# ParaOrdnance LDA Problem



## Steve2150 (Jan 16, 2013)

Have 2 ParaOrdanance LDA's, Carry 7 and Carry 12. They both never functioned correctly so did not see much target practice. What is happening on both with different ammos is not fully ejecting the case from the barrel and the new round stuck under it and also when fires the ejected round stove pipes. Any ideas would be welcome.


----------



## VAMarine (Dec 25, 2008)

Call Para and send them in for repair.

The issues described could be a number of things ranging from operator error to out of spec chamber to extractor issues to bad springs.


----------



## rex (Jan 27, 2012)

What caliber (I don't follow Para) and how old are they?Also have you changed anything and what specific ammo did you try?Para will fix it but make real sure you aren't "limp wristing" it or they may charge you the shipping.In the one description,does the round actually stay in the chamber as the next tries to feed?All the info and pics if possible help alot.


----------



## Steve M1911A1 (Feb 6, 2008)

About "limp wristing"...
Have an experienced pistol shooter use the guns, and see of he or she has the same problems.
Because you are having the exact same extraction/feeding problem with two separate pistols, I strongly suspect operator error.
Hold the gun as tightly as you can, keep your wrists and arms locked and rigid, and use some follow-through. I bet that will cure the problem.

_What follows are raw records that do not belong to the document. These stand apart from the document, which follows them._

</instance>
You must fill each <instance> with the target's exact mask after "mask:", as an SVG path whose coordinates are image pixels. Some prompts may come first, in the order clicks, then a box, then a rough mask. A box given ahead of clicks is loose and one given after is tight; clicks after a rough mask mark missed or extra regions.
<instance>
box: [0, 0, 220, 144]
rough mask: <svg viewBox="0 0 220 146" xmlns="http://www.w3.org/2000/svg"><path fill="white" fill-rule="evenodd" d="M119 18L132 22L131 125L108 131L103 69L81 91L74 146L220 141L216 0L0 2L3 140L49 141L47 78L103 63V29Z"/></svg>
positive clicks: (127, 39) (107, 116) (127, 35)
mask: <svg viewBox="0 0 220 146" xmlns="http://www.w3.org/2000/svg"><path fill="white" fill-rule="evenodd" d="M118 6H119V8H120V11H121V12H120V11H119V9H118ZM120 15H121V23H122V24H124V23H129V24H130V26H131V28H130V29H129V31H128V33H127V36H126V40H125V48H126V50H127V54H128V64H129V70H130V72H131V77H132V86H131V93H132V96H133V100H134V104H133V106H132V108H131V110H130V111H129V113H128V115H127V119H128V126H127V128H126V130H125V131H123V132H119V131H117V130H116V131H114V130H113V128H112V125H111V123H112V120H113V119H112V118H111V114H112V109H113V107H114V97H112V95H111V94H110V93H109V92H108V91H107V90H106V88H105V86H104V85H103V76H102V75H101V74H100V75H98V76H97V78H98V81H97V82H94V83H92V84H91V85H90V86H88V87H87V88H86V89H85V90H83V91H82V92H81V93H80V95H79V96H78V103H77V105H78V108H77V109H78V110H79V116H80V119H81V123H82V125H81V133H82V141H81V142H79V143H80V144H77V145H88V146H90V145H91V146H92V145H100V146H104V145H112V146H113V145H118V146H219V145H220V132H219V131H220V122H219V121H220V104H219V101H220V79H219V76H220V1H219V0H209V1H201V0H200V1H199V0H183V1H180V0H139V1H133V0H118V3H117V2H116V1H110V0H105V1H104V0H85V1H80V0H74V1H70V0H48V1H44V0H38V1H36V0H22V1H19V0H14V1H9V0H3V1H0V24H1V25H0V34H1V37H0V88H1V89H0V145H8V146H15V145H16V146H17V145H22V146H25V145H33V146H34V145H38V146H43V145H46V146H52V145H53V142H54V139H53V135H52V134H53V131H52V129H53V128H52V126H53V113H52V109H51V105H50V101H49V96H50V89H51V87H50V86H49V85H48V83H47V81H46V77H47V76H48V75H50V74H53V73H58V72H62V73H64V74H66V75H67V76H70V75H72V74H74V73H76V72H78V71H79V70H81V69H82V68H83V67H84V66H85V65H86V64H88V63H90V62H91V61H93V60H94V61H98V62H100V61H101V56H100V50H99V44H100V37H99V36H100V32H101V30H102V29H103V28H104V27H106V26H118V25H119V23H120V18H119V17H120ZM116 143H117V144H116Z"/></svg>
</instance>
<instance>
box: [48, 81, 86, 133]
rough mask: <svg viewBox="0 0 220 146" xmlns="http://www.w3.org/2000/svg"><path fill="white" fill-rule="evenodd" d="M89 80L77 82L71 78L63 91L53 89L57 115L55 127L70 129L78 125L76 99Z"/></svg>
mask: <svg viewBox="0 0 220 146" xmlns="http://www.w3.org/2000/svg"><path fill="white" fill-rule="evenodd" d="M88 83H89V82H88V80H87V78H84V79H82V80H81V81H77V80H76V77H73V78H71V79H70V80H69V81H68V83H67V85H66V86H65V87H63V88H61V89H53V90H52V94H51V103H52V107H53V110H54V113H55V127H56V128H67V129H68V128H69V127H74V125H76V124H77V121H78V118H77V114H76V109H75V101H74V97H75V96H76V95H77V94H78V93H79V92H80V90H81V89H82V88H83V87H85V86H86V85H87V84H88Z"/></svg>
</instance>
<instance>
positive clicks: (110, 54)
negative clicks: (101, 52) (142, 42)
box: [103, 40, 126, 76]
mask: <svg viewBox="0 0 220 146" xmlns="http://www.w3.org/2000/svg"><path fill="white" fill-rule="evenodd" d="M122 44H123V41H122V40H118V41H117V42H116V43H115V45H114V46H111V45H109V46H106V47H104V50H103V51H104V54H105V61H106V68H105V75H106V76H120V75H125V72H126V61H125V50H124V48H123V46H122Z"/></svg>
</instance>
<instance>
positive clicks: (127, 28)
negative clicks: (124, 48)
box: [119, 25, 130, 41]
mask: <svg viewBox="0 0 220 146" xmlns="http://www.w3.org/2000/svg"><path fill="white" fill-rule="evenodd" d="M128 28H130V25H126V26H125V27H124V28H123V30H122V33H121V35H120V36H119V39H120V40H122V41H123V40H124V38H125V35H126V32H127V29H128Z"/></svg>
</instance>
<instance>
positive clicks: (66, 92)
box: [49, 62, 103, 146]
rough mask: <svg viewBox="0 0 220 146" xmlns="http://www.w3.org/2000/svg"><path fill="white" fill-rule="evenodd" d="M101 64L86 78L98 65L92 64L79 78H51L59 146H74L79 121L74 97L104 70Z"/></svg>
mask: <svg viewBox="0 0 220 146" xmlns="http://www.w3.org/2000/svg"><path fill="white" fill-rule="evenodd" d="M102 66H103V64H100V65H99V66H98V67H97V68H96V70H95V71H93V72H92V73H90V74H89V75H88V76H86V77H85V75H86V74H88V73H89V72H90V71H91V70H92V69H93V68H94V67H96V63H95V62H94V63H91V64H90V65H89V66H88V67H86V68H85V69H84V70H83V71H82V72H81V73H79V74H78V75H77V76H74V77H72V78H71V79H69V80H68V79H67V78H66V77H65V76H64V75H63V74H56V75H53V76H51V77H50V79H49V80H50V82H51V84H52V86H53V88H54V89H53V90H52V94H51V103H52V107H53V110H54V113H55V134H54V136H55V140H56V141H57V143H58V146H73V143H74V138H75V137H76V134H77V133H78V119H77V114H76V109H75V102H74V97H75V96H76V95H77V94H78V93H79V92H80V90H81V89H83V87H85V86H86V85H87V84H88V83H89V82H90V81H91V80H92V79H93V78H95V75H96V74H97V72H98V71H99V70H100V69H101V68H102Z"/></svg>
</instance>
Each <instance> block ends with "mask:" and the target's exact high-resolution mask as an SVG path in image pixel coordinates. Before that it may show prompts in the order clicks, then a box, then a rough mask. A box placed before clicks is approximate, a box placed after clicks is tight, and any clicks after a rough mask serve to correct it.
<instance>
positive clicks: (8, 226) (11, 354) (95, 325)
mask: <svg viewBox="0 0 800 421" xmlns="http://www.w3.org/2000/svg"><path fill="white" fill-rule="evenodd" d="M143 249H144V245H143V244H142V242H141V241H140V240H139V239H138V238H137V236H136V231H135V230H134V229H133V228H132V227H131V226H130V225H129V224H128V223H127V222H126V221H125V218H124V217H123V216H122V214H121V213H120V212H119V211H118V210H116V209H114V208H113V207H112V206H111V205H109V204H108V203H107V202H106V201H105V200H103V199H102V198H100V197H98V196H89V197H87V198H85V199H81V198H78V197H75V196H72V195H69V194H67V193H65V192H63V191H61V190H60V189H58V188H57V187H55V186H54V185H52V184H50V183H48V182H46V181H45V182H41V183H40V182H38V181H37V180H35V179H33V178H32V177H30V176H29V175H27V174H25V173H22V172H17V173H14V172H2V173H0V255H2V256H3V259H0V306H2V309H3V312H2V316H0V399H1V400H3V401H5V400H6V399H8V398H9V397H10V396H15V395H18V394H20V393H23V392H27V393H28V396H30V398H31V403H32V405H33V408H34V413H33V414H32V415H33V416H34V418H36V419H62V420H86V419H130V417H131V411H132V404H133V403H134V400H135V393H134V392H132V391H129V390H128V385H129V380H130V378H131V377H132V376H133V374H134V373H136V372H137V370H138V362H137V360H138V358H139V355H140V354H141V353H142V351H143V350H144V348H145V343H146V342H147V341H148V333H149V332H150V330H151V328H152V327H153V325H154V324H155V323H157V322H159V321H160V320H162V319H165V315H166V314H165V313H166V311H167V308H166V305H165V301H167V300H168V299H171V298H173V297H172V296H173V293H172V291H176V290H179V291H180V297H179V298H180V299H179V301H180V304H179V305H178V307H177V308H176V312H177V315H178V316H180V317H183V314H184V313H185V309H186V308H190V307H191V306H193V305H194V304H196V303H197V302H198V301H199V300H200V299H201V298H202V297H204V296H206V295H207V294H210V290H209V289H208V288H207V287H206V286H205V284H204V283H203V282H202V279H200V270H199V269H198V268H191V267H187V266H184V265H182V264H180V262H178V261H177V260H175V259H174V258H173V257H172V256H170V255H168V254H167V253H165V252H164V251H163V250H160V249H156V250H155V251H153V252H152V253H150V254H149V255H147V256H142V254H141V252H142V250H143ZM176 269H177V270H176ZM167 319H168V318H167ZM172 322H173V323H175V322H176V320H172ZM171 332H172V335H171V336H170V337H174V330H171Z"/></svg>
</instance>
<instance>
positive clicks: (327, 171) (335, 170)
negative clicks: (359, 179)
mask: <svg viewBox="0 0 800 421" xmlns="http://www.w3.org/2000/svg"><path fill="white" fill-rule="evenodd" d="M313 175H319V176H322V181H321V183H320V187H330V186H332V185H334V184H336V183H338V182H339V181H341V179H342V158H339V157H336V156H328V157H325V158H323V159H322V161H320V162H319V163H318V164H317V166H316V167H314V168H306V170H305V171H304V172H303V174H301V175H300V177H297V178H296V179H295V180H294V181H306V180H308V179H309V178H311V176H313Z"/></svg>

Semi-auto pistols need to be able to use all of the recoil impulse, to operate correctly. If you absorb some of that impulse with your hands and arms, the gun will malfunction.


----------



## rex (Jan 27, 2012)

I'm thinking that's the problem Steve,I take it the "carry" model is short since I lost my old annual and the new one doesn't list them.I'm not big on Paras,but both would be more likely limping or they were built close enough together to get the same batch of out of spec parts.I'm waiting to hear if the round is actually hanging out in the chamber or not.


----------